Alaska health care payment trends are contrary to national trends, according to Central Peninsula Hospital CEO Rick Davis.
A pair of presentations from health care providers at Friday’s Kenai Peninsula Industry Outlook Forum — from Davis and from Peninsula Community Health CEO Monica Adams — provided an overview of health care both nationally and locally. Davis said health care nationwide is moving from a “fee for service” model, in which providers are paid the specific task of treating a sick person, to a value-based payment, in which providers are paid for the broader service of creating a healthy community. The existing fee for service model, Davis said, incentives patient volume because “every time we do something, we get paid for it,” whether or not the action is most effective for the patient.
“There’s no incentive to coordinate care,” Davis said. “The incentive is just to find a sick patient, treat him, and get paid for it. … There’s no data transparency, so it’s hard for a patient to know if a hospital is good or bad, or how much a procedure might cost. And frankly most people aren’t concerned until there’s an urgent need, and at that point they’re more concerned with getting cured than studying who’s good and who’s bad.”
Davis said this system incentives the wrong goals.
“We’re good at fixing patients, but not good at keeping community healthy,” Davis said.
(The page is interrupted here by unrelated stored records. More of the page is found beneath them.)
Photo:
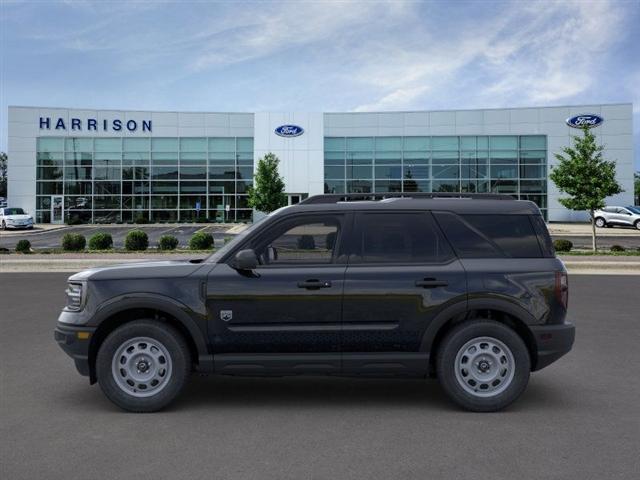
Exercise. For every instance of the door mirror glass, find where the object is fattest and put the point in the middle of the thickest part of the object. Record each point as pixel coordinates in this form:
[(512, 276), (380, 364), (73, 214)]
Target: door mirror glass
[(245, 260)]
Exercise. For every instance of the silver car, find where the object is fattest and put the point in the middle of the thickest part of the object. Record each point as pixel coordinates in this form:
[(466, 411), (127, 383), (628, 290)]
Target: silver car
[(622, 216)]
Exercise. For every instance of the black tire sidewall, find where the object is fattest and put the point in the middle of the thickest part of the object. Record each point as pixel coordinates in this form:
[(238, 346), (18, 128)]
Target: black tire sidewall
[(445, 364), (176, 348)]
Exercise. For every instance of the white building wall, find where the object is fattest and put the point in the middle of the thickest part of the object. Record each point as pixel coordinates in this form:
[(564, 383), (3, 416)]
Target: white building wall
[(302, 157)]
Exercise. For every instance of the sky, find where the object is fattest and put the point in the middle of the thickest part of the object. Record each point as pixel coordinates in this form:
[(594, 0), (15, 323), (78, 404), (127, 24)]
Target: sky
[(318, 55)]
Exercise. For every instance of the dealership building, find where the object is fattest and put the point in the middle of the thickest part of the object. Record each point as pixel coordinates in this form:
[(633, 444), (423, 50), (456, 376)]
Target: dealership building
[(107, 166)]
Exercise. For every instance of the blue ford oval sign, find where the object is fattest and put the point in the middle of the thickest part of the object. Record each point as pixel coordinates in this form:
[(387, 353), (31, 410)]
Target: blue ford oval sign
[(289, 131), (587, 120)]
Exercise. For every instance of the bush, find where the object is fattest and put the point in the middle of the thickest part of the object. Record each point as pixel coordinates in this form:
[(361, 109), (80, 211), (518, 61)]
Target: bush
[(562, 245), (167, 242), (101, 241), (136, 240), (23, 246), (201, 241), (73, 242)]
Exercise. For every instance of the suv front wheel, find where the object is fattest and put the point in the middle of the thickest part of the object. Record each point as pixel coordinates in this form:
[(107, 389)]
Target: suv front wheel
[(143, 365), (483, 365)]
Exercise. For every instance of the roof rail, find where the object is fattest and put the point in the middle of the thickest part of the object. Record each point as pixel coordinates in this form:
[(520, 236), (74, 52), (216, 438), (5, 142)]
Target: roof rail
[(359, 197)]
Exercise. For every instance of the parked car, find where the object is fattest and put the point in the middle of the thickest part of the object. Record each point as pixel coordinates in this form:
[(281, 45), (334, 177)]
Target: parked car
[(15, 218), (468, 291), (621, 216)]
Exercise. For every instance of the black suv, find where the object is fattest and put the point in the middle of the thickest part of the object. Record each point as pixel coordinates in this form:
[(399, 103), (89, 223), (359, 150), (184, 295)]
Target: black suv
[(466, 288)]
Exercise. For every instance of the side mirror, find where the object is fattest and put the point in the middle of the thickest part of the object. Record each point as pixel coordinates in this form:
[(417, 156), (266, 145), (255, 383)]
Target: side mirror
[(245, 260)]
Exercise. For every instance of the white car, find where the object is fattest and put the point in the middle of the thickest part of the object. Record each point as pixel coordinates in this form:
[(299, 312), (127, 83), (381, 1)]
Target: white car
[(622, 216), (15, 218)]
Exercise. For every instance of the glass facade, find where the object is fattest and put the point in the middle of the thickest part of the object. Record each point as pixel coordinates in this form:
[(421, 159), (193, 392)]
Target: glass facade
[(510, 164), (109, 180)]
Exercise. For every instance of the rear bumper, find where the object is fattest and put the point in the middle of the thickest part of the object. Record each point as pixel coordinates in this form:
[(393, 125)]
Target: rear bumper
[(75, 343), (553, 341)]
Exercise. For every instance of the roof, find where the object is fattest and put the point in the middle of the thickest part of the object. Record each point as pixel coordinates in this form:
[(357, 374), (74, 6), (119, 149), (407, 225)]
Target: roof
[(461, 203)]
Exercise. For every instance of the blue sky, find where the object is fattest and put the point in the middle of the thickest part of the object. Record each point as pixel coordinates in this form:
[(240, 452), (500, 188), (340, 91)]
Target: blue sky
[(318, 56)]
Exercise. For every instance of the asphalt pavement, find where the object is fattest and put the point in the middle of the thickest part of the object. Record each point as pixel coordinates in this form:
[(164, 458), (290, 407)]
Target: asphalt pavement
[(578, 419)]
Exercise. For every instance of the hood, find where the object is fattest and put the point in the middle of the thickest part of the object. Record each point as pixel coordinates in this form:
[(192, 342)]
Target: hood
[(140, 270)]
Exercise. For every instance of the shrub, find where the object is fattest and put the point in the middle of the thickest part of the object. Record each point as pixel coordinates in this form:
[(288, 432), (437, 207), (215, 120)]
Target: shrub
[(101, 241), (136, 240), (167, 242), (73, 242), (201, 241), (23, 246), (562, 245)]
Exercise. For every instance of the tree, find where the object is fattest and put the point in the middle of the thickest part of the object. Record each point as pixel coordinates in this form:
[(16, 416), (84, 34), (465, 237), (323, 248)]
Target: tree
[(585, 176), (3, 174), (267, 193)]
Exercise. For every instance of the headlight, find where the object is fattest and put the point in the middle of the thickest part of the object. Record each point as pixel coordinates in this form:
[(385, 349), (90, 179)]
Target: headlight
[(75, 297)]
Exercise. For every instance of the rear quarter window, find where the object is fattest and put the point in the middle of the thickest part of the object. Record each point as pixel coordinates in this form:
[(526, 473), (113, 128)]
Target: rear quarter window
[(491, 236)]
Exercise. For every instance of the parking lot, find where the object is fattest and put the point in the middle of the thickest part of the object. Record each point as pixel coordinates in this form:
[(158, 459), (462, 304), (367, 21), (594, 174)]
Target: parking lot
[(580, 418)]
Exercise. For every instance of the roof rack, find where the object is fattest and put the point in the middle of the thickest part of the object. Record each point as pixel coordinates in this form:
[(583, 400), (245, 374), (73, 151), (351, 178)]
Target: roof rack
[(359, 197)]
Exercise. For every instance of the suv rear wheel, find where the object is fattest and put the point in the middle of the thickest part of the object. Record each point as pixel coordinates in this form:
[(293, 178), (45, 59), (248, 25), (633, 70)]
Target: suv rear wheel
[(143, 365), (483, 365)]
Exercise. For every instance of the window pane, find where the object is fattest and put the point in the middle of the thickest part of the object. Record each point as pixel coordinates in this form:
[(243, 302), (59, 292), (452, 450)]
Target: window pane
[(444, 143), (164, 144), (334, 144), (400, 238), (533, 142), (138, 144), (513, 234), (108, 145), (193, 145), (222, 144), (388, 143), (359, 143), (504, 142), (244, 145), (308, 242), (417, 143)]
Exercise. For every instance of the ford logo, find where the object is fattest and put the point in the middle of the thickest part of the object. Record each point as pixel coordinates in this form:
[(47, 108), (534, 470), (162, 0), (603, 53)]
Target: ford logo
[(289, 131), (587, 120)]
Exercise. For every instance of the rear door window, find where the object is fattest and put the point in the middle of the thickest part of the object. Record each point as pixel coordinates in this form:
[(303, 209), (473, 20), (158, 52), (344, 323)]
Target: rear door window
[(399, 237)]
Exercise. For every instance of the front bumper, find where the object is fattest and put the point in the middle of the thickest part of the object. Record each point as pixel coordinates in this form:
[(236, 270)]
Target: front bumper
[(553, 341), (75, 341)]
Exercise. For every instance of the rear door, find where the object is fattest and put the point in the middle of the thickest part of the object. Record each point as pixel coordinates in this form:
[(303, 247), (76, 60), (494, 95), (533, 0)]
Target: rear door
[(401, 274)]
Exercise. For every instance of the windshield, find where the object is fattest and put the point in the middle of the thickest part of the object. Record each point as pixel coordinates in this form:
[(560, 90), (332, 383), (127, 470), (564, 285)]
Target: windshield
[(218, 254), (13, 211)]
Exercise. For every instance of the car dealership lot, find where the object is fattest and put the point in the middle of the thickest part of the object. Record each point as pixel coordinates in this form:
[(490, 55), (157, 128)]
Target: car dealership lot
[(580, 419)]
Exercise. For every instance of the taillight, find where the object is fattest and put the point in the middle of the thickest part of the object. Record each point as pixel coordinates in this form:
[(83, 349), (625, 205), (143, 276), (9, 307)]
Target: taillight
[(562, 288)]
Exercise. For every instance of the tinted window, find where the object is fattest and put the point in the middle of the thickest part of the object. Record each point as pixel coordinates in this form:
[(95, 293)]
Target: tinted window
[(467, 241), (486, 236), (399, 238), (302, 241), (513, 234)]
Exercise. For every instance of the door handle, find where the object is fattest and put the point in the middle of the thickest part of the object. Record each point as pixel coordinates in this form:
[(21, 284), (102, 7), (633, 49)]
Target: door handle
[(431, 283), (314, 284)]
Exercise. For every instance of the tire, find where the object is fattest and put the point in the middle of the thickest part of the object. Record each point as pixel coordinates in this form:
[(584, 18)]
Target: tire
[(495, 388), (143, 365)]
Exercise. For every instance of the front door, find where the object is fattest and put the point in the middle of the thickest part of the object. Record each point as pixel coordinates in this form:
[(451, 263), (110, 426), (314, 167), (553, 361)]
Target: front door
[(401, 274), (57, 209), (291, 303)]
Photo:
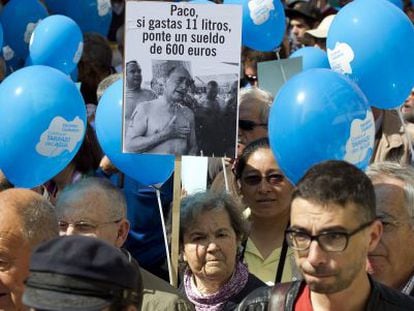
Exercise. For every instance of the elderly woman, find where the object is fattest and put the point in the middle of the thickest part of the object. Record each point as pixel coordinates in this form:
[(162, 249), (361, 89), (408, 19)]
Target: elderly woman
[(267, 193), (211, 232)]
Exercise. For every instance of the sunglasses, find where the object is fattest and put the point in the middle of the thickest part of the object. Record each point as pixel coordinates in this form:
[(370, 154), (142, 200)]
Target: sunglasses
[(248, 125), (252, 79), (272, 179)]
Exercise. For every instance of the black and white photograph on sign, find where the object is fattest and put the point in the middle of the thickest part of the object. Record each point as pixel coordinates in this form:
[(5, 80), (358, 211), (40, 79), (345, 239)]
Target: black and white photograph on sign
[(180, 88), (180, 113)]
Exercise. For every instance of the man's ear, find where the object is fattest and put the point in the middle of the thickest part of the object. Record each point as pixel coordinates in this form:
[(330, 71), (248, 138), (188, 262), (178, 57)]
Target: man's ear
[(122, 232), (375, 235)]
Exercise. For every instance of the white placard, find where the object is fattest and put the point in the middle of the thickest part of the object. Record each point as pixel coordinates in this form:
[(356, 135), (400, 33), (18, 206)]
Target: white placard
[(185, 54), (194, 174)]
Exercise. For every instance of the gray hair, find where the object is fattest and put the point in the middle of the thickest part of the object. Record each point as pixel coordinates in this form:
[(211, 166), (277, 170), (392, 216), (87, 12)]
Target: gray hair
[(194, 205), (39, 221), (107, 82), (36, 213), (256, 96), (90, 187), (399, 172)]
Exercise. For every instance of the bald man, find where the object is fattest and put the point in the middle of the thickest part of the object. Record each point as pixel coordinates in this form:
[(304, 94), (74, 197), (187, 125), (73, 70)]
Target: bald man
[(164, 125), (26, 220)]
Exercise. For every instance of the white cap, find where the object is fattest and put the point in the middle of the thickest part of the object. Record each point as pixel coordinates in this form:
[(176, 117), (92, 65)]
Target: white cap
[(322, 30)]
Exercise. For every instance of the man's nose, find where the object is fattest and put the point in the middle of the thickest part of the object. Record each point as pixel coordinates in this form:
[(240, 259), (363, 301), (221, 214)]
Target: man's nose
[(316, 255)]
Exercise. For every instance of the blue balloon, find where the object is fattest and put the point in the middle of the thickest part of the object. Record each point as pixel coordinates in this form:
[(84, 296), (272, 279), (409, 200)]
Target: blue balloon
[(54, 6), (19, 18), (398, 3), (148, 169), (320, 115), (202, 2), (1, 36), (42, 124), (312, 57), (264, 23), (90, 15), (374, 48), (57, 42)]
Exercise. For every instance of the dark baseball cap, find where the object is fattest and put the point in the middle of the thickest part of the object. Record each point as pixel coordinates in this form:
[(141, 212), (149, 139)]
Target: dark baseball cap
[(80, 273), (304, 9)]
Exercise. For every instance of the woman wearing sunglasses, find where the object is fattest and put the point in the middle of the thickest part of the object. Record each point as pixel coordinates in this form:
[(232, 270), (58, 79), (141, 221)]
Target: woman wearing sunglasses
[(267, 192)]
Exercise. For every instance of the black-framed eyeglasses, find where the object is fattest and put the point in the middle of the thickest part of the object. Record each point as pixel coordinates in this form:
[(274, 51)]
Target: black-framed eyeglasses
[(272, 179), (248, 125), (329, 241), (252, 79), (84, 226)]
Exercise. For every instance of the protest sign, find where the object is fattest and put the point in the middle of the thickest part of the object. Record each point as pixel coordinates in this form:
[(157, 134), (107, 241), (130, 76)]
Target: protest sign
[(181, 73)]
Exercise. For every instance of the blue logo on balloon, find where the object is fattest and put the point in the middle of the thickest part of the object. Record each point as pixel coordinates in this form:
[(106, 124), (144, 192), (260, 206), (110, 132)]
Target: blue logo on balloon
[(310, 122), (374, 48), (42, 124)]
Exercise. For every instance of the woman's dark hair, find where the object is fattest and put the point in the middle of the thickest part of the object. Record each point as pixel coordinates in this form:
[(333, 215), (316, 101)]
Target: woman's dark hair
[(194, 205), (89, 155), (262, 143)]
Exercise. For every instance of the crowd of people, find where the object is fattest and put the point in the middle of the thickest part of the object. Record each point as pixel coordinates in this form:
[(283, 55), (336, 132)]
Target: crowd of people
[(91, 237)]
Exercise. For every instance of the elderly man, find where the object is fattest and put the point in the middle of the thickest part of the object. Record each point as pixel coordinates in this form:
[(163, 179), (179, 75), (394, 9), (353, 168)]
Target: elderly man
[(164, 125), (302, 16), (211, 130), (392, 261), (134, 93), (26, 219), (253, 114), (320, 33), (94, 207), (333, 226), (78, 273)]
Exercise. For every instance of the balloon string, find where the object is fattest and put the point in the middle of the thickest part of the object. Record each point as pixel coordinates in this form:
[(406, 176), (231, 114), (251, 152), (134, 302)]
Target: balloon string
[(226, 182), (407, 135), (282, 69), (167, 250)]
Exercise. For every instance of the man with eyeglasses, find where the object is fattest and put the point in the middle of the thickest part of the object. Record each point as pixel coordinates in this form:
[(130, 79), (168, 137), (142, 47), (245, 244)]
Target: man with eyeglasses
[(164, 125), (253, 114), (392, 261), (333, 226), (94, 207)]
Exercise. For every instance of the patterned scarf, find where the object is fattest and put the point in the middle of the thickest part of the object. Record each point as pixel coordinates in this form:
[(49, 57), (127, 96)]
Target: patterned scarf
[(216, 301)]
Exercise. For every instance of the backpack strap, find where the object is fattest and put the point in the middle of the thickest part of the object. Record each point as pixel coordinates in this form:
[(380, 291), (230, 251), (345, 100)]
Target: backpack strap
[(278, 296)]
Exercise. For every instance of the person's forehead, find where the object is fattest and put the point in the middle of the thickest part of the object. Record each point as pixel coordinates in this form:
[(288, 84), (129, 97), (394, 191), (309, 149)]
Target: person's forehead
[(390, 197), (210, 219), (298, 21), (179, 72), (93, 209), (249, 110), (11, 233), (133, 65), (317, 216)]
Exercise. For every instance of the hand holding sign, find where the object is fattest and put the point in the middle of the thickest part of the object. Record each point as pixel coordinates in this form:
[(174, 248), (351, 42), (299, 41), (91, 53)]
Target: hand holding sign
[(148, 169), (263, 23)]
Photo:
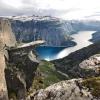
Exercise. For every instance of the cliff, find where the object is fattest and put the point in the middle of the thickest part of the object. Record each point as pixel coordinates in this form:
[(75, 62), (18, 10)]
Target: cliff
[(18, 64), (71, 65), (6, 39)]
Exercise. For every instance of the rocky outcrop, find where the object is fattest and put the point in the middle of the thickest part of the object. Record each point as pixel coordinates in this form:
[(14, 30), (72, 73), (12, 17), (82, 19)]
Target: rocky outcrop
[(64, 90), (92, 63), (18, 64), (52, 31), (6, 39)]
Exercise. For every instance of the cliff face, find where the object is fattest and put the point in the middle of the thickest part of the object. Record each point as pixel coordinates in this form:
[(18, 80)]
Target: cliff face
[(6, 35), (6, 38), (74, 65), (54, 32), (18, 64)]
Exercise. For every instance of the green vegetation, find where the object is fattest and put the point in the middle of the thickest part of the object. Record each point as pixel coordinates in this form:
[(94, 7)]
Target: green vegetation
[(46, 75), (93, 84), (50, 74)]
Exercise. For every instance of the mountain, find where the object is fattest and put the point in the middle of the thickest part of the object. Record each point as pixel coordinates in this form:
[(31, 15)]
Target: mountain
[(55, 31)]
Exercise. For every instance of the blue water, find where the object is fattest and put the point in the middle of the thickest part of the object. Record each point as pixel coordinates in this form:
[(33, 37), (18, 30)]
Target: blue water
[(47, 52)]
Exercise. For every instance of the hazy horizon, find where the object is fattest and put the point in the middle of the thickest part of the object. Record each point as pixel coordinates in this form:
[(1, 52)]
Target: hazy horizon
[(66, 9)]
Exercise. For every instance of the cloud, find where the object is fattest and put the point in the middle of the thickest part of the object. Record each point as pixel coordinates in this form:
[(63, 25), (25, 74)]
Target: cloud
[(67, 9)]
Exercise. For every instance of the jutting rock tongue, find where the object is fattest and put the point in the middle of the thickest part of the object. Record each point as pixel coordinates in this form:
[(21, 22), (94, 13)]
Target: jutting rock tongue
[(6, 35), (7, 38)]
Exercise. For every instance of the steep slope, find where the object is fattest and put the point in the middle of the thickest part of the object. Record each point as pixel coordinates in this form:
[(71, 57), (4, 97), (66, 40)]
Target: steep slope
[(64, 90), (55, 31), (71, 64), (6, 39)]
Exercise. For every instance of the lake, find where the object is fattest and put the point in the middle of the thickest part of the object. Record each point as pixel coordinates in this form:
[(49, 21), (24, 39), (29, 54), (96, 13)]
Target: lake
[(82, 39)]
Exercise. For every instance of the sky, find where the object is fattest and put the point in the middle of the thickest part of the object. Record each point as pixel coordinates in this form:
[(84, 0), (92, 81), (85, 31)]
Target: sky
[(66, 9)]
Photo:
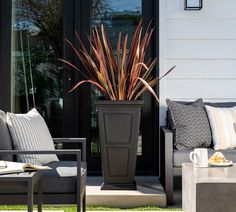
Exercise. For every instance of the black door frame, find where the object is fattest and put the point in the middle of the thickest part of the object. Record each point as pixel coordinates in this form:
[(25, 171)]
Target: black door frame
[(77, 16)]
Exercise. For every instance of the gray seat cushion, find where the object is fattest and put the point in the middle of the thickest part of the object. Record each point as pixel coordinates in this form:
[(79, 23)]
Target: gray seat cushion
[(5, 139), (181, 156), (61, 179)]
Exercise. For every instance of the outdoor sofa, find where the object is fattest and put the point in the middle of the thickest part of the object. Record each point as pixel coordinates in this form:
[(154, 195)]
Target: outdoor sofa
[(64, 183), (172, 159)]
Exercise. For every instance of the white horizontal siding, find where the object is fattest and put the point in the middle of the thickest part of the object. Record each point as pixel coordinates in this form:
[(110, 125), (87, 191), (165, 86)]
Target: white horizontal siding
[(212, 9), (202, 45), (201, 88), (201, 49), (203, 69), (200, 29)]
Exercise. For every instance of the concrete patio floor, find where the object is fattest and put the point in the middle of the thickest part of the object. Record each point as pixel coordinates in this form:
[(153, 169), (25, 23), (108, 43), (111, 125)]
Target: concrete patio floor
[(149, 193)]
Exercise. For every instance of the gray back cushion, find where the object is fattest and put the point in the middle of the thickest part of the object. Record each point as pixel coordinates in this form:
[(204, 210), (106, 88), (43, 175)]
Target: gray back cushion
[(190, 124), (5, 139)]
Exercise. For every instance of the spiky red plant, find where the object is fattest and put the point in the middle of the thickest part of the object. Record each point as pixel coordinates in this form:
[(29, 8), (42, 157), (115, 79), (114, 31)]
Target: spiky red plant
[(122, 77)]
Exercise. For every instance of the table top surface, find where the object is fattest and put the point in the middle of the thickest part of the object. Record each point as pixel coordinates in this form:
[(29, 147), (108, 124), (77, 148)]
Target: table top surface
[(210, 174)]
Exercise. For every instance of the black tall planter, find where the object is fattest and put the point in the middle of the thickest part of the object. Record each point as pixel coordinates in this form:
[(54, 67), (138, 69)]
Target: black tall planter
[(118, 123)]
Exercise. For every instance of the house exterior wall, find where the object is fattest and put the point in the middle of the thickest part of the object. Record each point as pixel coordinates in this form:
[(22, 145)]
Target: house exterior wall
[(202, 45)]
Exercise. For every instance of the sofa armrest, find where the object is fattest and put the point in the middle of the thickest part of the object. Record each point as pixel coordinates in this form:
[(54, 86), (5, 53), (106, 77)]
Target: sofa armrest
[(73, 140), (76, 152), (166, 154)]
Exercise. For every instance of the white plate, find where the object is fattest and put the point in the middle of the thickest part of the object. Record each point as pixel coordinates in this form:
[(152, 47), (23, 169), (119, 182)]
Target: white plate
[(227, 163)]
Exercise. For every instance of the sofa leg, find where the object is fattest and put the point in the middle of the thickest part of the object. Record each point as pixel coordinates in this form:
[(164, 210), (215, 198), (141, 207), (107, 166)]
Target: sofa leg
[(170, 197), (84, 202), (169, 189), (79, 206)]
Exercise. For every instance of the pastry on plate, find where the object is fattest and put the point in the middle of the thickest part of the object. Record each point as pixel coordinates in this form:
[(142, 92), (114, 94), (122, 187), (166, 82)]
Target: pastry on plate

He contrasted the present volume-incentivizing system with the newer model of value-based payment.
“Value in this sense is quality of care provided, divided by cost of care,” Davis said. “Value is measured in patient satisfaction.”
The conceptual change in health care payment is being driven by the Affordable Care Act, which Davis said penalizes hospitals “for not taking patient satisfaction milestones and quality care milestones.” He used readmissions as an example of a prevalent phenomenon under the old system being penalized by the new.
“Unnecessary readmissions are a huge cost to our system,” Davis said. “In today’s market, there’s no incentive not to have a readmission. If something goes wrong and you come back to the hospital or have to go back to your physician, you get charged again. Incentives are really messed up, so that’s changing. We’re starting to penalize for readmissions.”
Such changes, he said, are dropping costs and improving care in the Lower 48 but have yet to reach Alaska. What Davis described as the ills of the fee for service model are more likely to be familiar to Kenai Peninsula residents.
Davis once again used readmission as an example. Under new federal incentives, CPH spent $80,000 on penalties for readmission of hip-replacement patients in 2015.
“Part of the problem with our readmissions on joints is the aftercare is not available here on the Kenai Peninsula,” Davis said. “It makes it hard to take care of people at home, and they have to come into the hospital. But I think if you can’t do a joint replacement as good as the guy down the road, then you can’t be doing it.”
One of CPH’s efforts to adapt to new health care trends is a plan for a care coordination system that will share Medicaid patient information between providers and stabilize care costs. This program was being planned in partnership with Moda Health, the insurance company recently barred from Alaska’s individual insurance market and being put under state restrictions in Eastern Oregon, where it was setting up a similar care coordination program. Although Moda has insufficient capital to provide insurance in Alaska, CPH spokesperson Bruce Richards said that the hospital is planning to continue work with them on the coordinated care project, although “it’s entirely possible it may get pushed back a little, considering all that they (Moda) are dealing with.”
One need that could be met through increased coordination, Davis said, is the integration of mental health services into the larger care delivery effort. Adams said that PCHS has taken steps to meet this need with the two social workers and one psychologist in the group’s medical department, and with its psychiatric and behavioral health departments. Adams said PCHS’s psychological and behavioral workers were integrated into the community — the two social workers provide crisis intervention at CPH, and the behavioral health workers serve most schools in the Kenai Peninsula Borough.